Abstract: Graph-based machine algorithm learning is a powerful tool. Combined with module characteristics, it can play a greater role in collection detection. Extensible collection detection

Editor’s note: Graph-based machine algorithm learning is a powerful tool. Combined with module characteristics, it can play a greater role in collection detection.

Many complex problems can be represented and learned using graphs —- social networks, bacterial behavior, neural networks and so on. This paper discusses the nodes in the graph

The tendency to spontaneously form dense internal links (referred to here as “collections”); The remarkable and universal properties of biological networks.

Set detection aims to divide the graph into clusters of densely connected nodes, where nodes belonging to different sets are sparsely connected only.

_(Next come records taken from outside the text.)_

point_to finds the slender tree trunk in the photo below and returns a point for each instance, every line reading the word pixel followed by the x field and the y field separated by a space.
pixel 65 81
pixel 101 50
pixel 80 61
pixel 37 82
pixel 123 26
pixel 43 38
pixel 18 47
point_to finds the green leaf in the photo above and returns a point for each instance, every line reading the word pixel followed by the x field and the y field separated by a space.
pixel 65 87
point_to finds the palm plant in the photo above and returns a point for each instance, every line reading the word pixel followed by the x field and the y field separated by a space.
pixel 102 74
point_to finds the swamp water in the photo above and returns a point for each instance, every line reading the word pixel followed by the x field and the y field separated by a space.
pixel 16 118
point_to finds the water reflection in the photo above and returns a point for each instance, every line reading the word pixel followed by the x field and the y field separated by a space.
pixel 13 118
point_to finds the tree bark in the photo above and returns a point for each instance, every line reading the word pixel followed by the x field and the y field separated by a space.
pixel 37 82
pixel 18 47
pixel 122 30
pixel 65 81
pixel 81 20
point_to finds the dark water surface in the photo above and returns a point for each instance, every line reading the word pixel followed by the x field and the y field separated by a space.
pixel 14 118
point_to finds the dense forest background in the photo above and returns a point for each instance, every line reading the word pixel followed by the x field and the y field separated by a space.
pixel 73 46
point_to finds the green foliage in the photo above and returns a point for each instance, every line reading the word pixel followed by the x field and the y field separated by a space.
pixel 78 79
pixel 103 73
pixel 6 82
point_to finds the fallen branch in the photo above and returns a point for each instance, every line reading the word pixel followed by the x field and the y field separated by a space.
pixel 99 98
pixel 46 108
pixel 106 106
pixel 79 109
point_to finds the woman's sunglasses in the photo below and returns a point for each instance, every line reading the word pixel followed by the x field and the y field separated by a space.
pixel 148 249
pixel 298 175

Graphic analysis involves the study of nodes (described as disks) and their interactions with other nodes (lines). Community detection aims to classify nodes by their “community”.

The formula for modularization is:




Where, NC is the number of sets; Lc is the number of edges; Dc is the vertex degree and; M is the size (number of edges) of the graph. We will use this equation to find the global measure of the optimal partition. In short: higher scores will be given to a collection configuration that provides higher internal links than external ones.

So how do you optimize? The key point of the optimization scheme is to make use of graph topology knowledge. I’m using a special cluster of algorithms called aggregation. These algorithms can quickly collect (or merge) nodes. This has many advantages, as it usually requires only the first level of knowledge from neighboring nodes and small incremental merge steps to move the global solution toward progressive equilibrium. You might point out that module metrics provide a global view of the state of the graph rather than a local indicator. So how does that translate into the small local increments I just mentioned?

The basic approach does involve iteratively merging optimized locally modularized nodes, so let’s continue defining:




Sigma in is the sum of the weighted links in C, sigma tot is the sum of the nodes linked to C, K I is the sum of the nodes linked to NODES I and KI, and M is the normalized factor as the sum of the weighted links in the whole graph.

This local optimization function can be easily translated into interpretable measures in the chart domain. For example,

• Set strength: The sum of the weighted links in the set.

• Collection popularity: The sum of weighted link events for nodes in a particular collection.

• Node ownership: The sum of weighted links from the node to the community.

In other words, a weighted link can be a function of the type of node computed at run time (useful if you’re dealing with multidimensional graphs with various types of relationships and nodes).

Examples of convergent iterations prior to the compression phase




Now that we have all set our optimization functions and local costs, a typical aggregation strategy consists of two iterative phases (transport and compression). Assuming a weighted network of N nodes, we begin by assigning a different set to each node of the network.

Queue transfer: For each node I, consider its neighbor node J, and evaluate the gain of modularity by swapping C_i for C_j. Greedy processes transfer nodes to adjacent sets, maximizing the modular gain (assuming positive gain). This process is applied to all nodes until there are no individual move points.

Compression, whereby a new network is built, whose nodes are a collection discovered in the first phase; A process called compression (see figure below). For this, the edge weights between sets are computed as the sum of the inner edges between the nodes in the corresponding two sets.




Aggregation process: Stage 1 converges to local equilibrium of local modularization. The second phase involves compressing the graph for the next iteration, thus reducing the number of nodes to consider, as well as the computation time.

Key problem to solve: Because this is a greedy algorithm, you must define a stop criteria based on your situation and the data at hand.

How to define this standard? You can try a maximum number of iterations, a minimum modularity gain during the transport phase, or any other relevant information. Still not sure when to stop? Just make sure you save each intermediate step of the iteration and run until you have only one node left in your graph. Interestingly, by tracking each step, you can also benefit from a hierarchical view of your collection, which you can then explore and leverage further.

In a future blog post, I’ll discuss how to do this on distributed systems using Spark GraphX, which is part of my project.

Graph-based Machine Learning: Part I, by Sebastien Dery

For more details, please refer to the original text:insightdatascience

This article is recommended by Beijing Post @ Love Life – Love Coco teacher, translated by Ali Yunqi Community organization.